Parry has a great line in there –  I’m going to celebrate it [Canada Day] for what I want it to be in the future.  If we actually learned from our past mistakes Parry’s comment would resonate much more clearly.  Unfortunately, the way our society is structured, just keeping our head above water and getting some time away from the rat-race is always fully centred in our consciousness.  Historical reflection is a luxury many Canadians simply don’t have.

” Aziza Mohammed – Consultant for the World Bank, Toronto

“I don’t think it should be cancelled.I realize we’ve had some very troubling revelations, but the way forward is not to stop aspiring to be a better country, and it’s not to try and erase the existence of a country or erase history. It’s about acknowledging it and and trying to do something better.

“While acknowledging the pain of our Indigenous brothers and sisters, there’s lots of suffering throughout Canada’s history and even today. I’m a  Muslim woman, I’m a racialized person. We have our places of worship burned down, vandalized with swastikas. I’ve been driven out of the first home I bought, which was in a small town in Canada, because the racist locals made my life so unbearable, I had to flee.

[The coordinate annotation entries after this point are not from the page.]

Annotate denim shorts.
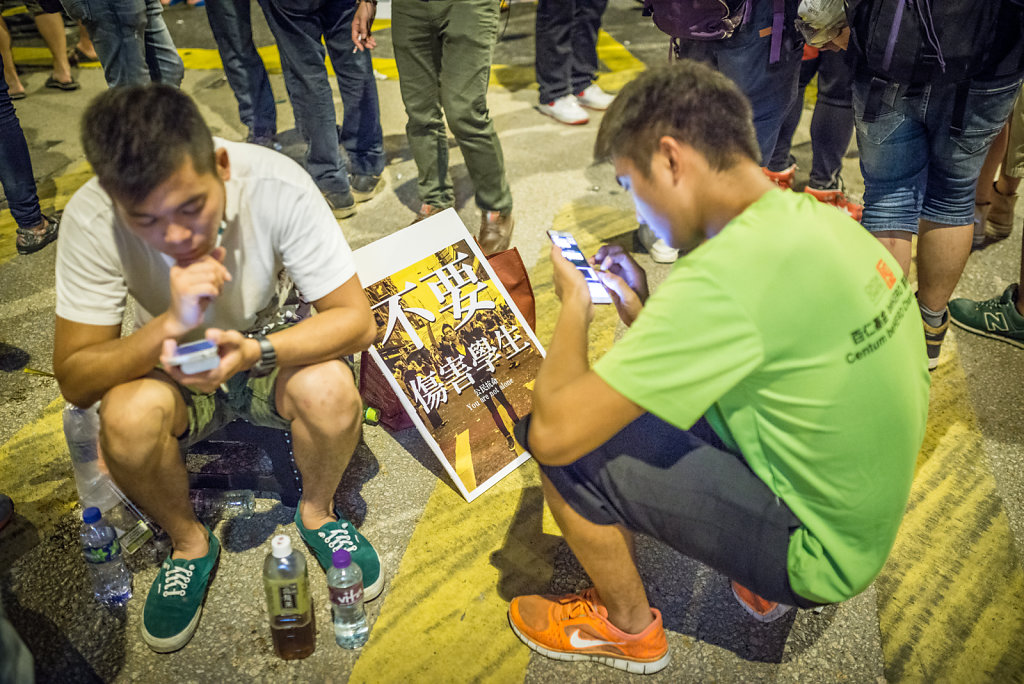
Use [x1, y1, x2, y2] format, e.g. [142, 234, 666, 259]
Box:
[515, 414, 819, 608]
[853, 75, 1021, 232]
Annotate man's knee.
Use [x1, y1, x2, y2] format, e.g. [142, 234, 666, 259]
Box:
[99, 378, 183, 461]
[282, 360, 362, 432]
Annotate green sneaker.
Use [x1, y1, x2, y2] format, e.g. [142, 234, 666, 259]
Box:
[295, 508, 384, 601]
[949, 283, 1024, 349]
[142, 527, 220, 653]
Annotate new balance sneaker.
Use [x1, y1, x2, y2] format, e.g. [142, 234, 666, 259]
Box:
[540, 95, 590, 126]
[731, 582, 793, 623]
[348, 173, 384, 202]
[637, 223, 679, 263]
[295, 508, 384, 601]
[479, 211, 515, 255]
[142, 527, 220, 653]
[761, 164, 797, 190]
[985, 183, 1017, 240]
[324, 190, 355, 218]
[577, 83, 615, 112]
[804, 185, 864, 221]
[949, 283, 1024, 349]
[509, 589, 671, 675]
[921, 308, 949, 371]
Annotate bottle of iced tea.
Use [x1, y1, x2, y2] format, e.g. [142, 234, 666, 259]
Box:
[263, 535, 316, 660]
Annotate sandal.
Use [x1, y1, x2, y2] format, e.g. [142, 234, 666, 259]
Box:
[16, 214, 60, 255]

“There’s  a lot for me personally to be upset about when it comes to our country, our history and fellow Canadians. But I still want to look forward. I still want to be positive…. Life here can’t just be suffering. It’s also a little bit of community and fellowship and joy. That’s worth celebrating to me.”

Tackling the more discriminatory elements in our society is a laudable goal.

 

What I think we should celebrate in Canada is the fact that we can (for the most part) state and freely share our opinions and thoughts.  We still have a social rights framework in which the common people can safely hold a myriad of political thoughts and opinions and be able to disseminate them in our society.    Without the freedom of the intellectual commons, Canada would be much diminished.  I’m guessing that most Canadians take for granted the rights and freedoms that we have, since we have been exercising our freedom of thought and speech for so long now.

All of the diversity of opinion expressed here goes away if we lose our superstructure of guaranteed rights and freedoms.  So, I think I’ll spend a little time reflecting on that fact that I live in a liberal democratic society that allows me to dissent from the majority and share opinions without deleterious consequences to my personal well being.  And for that I am proud and grateful to live in, and be Canadian.